Lacan, lui, n’a pas fait que chercher une place dans l’histoire analytique. Il a violemment refusé celle qu’on lui tendait. Son transfert à Freud fut tout sauf positif. Ce fut une entreprise de désidéalisation, une destitution majestueuse. Comme Socrate face aux sophistes, il a désupposé le savoir. Il n’a pas tué Freud ; il l’a vinaigré. Il a pris le vin de la psychanalyse, ce nectar réservé à l’élite viennoise, et l’a laissé tourner jusqu’à ce qu’il devienne un condiment. En cela, il a accompli un miracle dialectique : donner au savoir un goût pour les corps, pour les salades humaines, pour la jouissance en acte. In vino veritas ? Peut-être. Mais dans le vinaigre, la coupure.

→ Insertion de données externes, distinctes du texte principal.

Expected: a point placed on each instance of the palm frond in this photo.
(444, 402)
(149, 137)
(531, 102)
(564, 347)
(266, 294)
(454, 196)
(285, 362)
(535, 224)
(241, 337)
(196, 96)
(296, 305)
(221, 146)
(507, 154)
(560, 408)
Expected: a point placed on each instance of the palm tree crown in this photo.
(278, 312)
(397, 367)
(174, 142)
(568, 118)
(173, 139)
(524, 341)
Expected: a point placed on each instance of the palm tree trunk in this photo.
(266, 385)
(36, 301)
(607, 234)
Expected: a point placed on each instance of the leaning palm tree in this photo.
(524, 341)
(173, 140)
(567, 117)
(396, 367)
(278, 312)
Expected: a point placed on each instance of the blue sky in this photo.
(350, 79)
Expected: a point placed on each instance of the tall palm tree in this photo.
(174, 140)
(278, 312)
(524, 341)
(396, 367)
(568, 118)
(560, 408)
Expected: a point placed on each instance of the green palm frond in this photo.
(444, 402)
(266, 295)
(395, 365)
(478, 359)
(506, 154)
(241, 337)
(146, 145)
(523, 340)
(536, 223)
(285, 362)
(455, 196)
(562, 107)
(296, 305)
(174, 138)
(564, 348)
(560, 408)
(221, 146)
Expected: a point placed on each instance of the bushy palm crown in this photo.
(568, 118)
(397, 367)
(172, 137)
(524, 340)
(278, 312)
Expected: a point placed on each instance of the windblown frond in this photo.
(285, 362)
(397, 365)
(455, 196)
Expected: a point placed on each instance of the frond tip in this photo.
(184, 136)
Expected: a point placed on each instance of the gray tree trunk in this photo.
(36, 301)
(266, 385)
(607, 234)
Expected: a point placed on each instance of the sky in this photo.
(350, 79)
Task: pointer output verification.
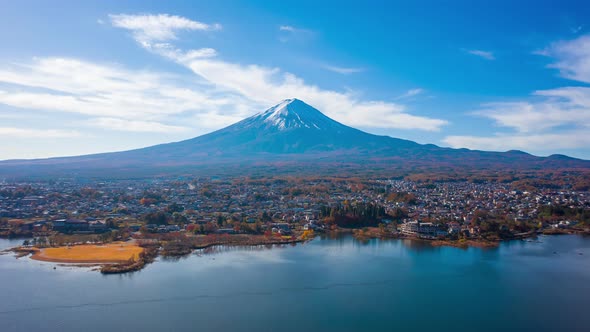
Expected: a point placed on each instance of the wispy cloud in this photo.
(148, 99)
(287, 28)
(12, 132)
(289, 32)
(572, 58)
(410, 93)
(482, 54)
(135, 125)
(343, 70)
(534, 143)
(162, 27)
(551, 119)
(262, 86)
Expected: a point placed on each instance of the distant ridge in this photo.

Alors oui, il y a un chemin, une traversée. De l’oral au génital. De l’emprise à la perte. Du biberon au rêve. Ce chemin est celui de l’analysant, mais aussi celui de l’analyste. Il faut traverser la haine, l’amour dévorant, la tentation de la maîtrise, pour arriver à un lieu où l’amour et la haine ne s’excluent pas mais se répondent — dans le silence d’une parole qui ne veut plus posséder.
Car peut-être que le but n’est pas de tuer Monsieur Loyal. Peut-être est-il déjà mort. Le plus difficile, c’est de cesser de parler pour lui.